Will The British Monarchy Survive Another Generation?
At this point, I imagine everybody has heard about the death of Queen Elizabeth II on 9/8/2022. Although I have never had much of an opinion on her, nor the royal family more generally, I do have to admit that it is a highly significant loss — and easily the most important death of 2022. Regardless of what you think of her — and there are reasons to both love and hate her, make no mistake — it is impossible to deny that her role as the face of the United Kingdom’s monarchy was an important one, as well as one that many could only imagine her fulfilling.
Queen Elizabeth began her rule after the death of King George IV on 2/6/1952, although she would not get an official coronation until 6/2/1953, over a year later. To give everybody an idea of just how long ago that was, former President Barack Obama was born on 8/4/1961, and our current Vice President Kamala Harris was born on 10/20/1964. Liz Truss, the current Prime Minister of the United Kingdom after Borris Johnson resigned, was born on 7/26/1975. Johnson himself has also only lived under Elizabeth’s rule, being born on 6/19/1964. Theresa May was born on 10/1/1956 and David Cameron was born on 10/9/1966. The most recent Prime Minister to have lived under a monarch other than Elizabeth was Gordon Brown, who was born on 2/20/1951.
I could continue going through world leaders who have only lived during the rule of Elizabeth, but I think the point has been made clear. At this point, one cannot imagine a monarchy without her — again, because she has been the monarch for the entire life of the majority of people on this planet at the moment.
The day after her death, her oldest son Prince Charles was quickly turned into king — becoming King Charles III. Mind you, unlike Elizabeth who had a fairly uncontroversial namesake — outside of rumors that the first Queen Elizabeth was secretly a man — Jason Campbell pointed out on Twitter that Charles does not have the same luck:
For that matter, unlike Elizabeth who was only twenty-five when she began her rule as Queen, Charles is seventy-three — making him the oldest person to become king in British history. It is not as if their are not younger people in his line of succession — Prince Williams is only forty and Prince George is currently nine — but the move from one old person to another old person should certainly strike the British public as notable.
During the final days of the Soviet Union, one of its defining factors was how often old men would become rulers.
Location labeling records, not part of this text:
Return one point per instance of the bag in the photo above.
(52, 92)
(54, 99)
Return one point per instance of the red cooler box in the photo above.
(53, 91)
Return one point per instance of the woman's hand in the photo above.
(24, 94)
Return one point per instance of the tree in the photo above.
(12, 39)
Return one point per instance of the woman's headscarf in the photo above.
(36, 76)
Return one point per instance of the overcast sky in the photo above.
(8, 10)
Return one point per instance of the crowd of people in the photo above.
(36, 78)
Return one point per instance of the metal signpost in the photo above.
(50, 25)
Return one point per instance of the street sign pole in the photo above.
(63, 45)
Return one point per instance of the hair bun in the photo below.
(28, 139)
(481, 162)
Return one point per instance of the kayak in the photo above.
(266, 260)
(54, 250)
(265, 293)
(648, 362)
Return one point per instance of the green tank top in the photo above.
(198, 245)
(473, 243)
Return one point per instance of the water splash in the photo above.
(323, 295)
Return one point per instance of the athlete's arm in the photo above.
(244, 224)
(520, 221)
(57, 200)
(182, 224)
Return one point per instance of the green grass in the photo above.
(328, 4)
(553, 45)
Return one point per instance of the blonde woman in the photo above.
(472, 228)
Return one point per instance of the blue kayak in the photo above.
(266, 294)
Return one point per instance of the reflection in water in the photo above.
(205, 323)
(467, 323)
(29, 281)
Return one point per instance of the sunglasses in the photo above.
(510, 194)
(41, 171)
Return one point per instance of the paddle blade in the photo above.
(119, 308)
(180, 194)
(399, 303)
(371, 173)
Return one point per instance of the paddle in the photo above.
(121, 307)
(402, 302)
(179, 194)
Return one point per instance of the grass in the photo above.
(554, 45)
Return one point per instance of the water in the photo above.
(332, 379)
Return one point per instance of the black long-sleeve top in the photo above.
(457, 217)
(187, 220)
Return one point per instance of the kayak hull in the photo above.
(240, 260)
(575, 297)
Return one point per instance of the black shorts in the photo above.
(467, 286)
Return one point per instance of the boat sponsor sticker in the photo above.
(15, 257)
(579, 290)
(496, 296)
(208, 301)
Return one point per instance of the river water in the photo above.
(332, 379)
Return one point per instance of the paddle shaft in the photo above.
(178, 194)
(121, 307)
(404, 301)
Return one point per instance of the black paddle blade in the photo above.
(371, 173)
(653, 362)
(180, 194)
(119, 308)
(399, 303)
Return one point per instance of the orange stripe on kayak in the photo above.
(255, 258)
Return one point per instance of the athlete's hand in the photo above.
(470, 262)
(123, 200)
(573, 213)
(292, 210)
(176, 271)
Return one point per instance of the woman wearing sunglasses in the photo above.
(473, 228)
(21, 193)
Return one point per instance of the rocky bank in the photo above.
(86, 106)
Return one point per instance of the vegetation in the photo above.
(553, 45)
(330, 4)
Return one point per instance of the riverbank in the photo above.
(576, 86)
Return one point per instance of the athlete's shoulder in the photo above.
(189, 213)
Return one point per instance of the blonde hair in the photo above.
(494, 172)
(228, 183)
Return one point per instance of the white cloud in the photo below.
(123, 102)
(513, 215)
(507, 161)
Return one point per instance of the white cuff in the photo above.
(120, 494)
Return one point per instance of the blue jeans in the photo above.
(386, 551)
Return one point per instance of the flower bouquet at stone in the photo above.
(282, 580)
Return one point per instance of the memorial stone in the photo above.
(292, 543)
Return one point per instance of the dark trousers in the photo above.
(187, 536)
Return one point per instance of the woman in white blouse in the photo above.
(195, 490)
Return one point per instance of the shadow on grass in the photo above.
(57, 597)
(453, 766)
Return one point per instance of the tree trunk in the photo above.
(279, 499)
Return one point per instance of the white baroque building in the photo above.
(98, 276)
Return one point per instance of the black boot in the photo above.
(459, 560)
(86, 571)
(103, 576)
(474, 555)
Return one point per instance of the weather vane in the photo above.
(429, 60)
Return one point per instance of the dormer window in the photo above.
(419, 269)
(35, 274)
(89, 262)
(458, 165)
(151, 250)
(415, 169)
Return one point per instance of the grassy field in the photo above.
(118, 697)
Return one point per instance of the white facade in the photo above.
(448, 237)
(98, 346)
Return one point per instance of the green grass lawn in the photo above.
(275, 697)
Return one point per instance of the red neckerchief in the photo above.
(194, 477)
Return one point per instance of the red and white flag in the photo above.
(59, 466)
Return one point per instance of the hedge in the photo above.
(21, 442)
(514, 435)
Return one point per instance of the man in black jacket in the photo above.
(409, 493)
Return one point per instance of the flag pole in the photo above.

Yuri Andropov was born in 1914 and died while Primer in 1984, he was then replaced with Konstantin Chernenko who was born in 1911. Although nothing like this would happen in the British system, I still feel the need to remind everybody that a hereditary monarchy is by definition nothing more than a group of insiders — except unlike the Soviet leaders, the British royal family has had multiple decades of bad press.
King Charles is not a figure free from controversy, in his seven decades in public life he has angered people through his activism around climate change, his support for population control in third world countries, and his belief in homeopathy. Can the British monarchy survive moving from an uncontroversial elder who ruled for seven decades to a controversial one who entered office at the average age of death for the typical British citizen? The British monarchy in general is viewed as nothing more than a tradition the people of the United Kingdom mindlessly go along with, at least as anti-monarchy views became more popular the British monarchy was able to survive through having a well liked leader. Does King Charles have the same ability to be a likable and hands off ruler like his mother was? To be blunt, I highly doubt it.